Multiple Imputation with BRR Standard Errors

Amer Moosa

7/23/2024

This example demonstrates multiple imputation with standard errors from balanced repeated replication (BRR).

Workflow:

  1. Data Cleaning
  2. Replicate Weights
  3. Pre-Processing

For each replicate: 4. MCMC Model 5. Draw Parameter Sets

For each parameter set:
  6. Simulate Usual Intakes
  7. Regression Model
  
8. Average Model Coefficients
  1. Variances and Confidence Intervals
library(ncimultivar)

The dataset used for this analysis is derived from the 2005-2010 NHANES data. A subset of six strata (SDMVSTRA) will be used to reduce computation time and allow this example to run in real time.

The nutrient being analyzed is potassium (TPOTA).

The covariates being examined are smoking status (SMK_REC), age (RIDAGEYR), and sex (RIAGENDR). The two nuisance covariates are whether the recall was on a weekend (Weekend) and and whether the recall is on day 2 (Day2).

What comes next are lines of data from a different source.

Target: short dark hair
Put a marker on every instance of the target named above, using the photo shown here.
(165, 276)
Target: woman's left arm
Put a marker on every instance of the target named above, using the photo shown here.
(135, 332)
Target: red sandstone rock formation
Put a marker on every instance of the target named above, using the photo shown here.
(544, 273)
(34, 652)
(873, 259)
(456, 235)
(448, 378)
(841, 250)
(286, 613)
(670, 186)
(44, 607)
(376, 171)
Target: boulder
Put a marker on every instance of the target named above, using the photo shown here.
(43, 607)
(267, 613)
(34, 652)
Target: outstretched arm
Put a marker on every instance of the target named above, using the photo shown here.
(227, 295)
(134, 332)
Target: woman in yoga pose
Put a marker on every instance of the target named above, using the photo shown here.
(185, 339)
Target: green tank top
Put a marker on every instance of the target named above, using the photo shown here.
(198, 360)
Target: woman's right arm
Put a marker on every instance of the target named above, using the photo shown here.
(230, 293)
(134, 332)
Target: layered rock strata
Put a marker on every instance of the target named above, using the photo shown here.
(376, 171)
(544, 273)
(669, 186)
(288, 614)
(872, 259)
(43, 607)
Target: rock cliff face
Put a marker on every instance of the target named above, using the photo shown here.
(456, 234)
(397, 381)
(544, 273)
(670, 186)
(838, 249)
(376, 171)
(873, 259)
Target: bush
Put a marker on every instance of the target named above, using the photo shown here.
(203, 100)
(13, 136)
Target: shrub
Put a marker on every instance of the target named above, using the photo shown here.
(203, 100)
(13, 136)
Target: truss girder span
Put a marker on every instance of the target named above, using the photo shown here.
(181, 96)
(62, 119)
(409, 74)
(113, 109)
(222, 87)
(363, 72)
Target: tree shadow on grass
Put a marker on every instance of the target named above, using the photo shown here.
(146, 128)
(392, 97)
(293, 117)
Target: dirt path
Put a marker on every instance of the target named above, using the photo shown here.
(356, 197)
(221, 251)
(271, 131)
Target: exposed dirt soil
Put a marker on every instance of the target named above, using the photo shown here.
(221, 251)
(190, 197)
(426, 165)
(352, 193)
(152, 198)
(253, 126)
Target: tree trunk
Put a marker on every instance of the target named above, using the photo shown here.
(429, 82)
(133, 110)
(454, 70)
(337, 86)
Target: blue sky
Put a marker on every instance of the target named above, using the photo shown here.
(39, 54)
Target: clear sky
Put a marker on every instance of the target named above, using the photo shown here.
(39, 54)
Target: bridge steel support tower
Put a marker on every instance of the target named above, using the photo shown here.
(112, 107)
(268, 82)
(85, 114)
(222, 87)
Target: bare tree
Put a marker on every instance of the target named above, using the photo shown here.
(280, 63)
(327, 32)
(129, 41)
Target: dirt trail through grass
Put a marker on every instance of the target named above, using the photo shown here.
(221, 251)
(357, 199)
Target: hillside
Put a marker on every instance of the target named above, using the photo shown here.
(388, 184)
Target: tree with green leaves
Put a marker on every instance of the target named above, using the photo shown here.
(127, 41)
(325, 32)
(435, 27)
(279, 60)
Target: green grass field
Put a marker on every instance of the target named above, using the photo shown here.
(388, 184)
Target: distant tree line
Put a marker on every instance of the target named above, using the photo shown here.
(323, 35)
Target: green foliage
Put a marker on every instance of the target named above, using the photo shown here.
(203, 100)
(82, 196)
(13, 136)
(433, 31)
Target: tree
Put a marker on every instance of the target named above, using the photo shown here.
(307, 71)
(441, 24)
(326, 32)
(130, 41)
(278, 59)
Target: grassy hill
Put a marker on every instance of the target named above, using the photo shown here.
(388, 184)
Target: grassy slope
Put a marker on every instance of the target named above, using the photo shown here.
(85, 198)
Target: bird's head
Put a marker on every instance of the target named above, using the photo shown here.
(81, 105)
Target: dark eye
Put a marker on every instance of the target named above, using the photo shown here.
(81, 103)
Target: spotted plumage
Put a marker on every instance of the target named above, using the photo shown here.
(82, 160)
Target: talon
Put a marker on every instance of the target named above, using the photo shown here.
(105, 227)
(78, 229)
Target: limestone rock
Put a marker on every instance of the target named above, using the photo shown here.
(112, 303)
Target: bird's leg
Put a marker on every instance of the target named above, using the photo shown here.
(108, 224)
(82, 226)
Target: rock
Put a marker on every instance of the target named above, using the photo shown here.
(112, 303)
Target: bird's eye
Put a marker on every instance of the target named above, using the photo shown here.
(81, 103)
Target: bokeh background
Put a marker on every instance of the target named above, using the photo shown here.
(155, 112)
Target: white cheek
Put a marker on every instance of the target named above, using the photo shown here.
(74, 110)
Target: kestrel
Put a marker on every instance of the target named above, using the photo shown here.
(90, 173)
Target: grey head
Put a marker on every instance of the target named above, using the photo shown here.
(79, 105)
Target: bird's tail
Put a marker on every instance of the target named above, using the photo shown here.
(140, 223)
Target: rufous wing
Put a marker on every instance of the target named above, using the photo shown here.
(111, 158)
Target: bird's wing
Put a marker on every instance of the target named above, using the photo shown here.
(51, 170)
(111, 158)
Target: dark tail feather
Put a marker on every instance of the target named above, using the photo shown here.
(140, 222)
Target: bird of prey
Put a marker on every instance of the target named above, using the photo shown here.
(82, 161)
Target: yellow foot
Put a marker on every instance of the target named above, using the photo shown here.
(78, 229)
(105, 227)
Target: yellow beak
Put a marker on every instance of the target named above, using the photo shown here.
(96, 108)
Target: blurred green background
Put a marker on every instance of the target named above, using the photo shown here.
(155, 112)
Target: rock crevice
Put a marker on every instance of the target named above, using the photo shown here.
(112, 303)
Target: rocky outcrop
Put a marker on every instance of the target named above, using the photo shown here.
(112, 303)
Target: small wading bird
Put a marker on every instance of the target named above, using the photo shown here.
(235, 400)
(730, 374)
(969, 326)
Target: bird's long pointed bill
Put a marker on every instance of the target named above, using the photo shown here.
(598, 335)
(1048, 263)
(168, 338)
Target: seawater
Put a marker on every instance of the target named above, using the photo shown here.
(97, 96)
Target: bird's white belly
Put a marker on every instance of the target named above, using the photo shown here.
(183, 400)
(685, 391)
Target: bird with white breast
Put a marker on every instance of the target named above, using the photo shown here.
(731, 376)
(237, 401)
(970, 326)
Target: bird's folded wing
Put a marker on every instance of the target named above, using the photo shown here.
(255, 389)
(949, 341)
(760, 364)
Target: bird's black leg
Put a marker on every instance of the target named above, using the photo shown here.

The outcome variable being measured will be systolic blood pressure (BPSY_AVG).

Subjects with missing values are removed, and variables are defined for the analysis.

#subset data
input.dataset <- nhcvd[nhcvd$SDMVSTRA %in% c(48, 54, 60, 66, 72, 78),]

#Define indicator for Day 2
input.dataset$Day2 <- (input.dataset$DAY == 2)

#remove subjects that are missing any covariates, variables, or outcomes
missing.covariates <- is.na(input.dataset$SMK_REC) | is.na(input.dataset$RIDAGEYR) | is.na(input.dataset$RIAGENDR) | 
                      is.na(input.dataset$Weekend) | is.na(input.dataset$Day2)
missing.variables <- is.na(input.dataset$TPOTA)
missing.outcomes <- is.na(input.dataset$BPSY_AVG)

input.dataset <- input.dataset[!missing.covariates & !missing.variables & !missing.outcomes,]

#rename potassium variable for readability
input.dataset$Potassium <- input.dataset$TPOTA

BRR replicate weights are created for the dataset.

#generate BRR weights
fay.factor <- 0.7

input.dataset <- brr_weights(input.data=input.dataset,
                             id="SEQN",
                             strata="SDMVSTRA",
                             psu="SDMVPSU",
                             cell="PSCELL",
                             weight="WTDRD1",
                             fay.factor=fay.factor)

The potassium variable can now be transformed and standardized for use in the MCMC algorithm.

#Winsorize extreme values of potassium intake
wins.potassium <- boxcox_survey(input.data=input.dataset,
                                row.subset=(input.dataset$Day2 == 0),
                                variable="Potassium",
                                weight="RepWt_0",
                                do.winsorization=TRUE,
                                id="SEQN",
                                repeat.obs="DAY")
#> Outliers and Suggested Winsorized values for Potassium
#>   SEQN DAY Potassium Potassium.winsorized
#>  57963   2         0             42.45263

input.dataset$Potassium <- ifelse(input.dataset$Potassium < 42.45263, 42.45263, input.dataset$Potassium)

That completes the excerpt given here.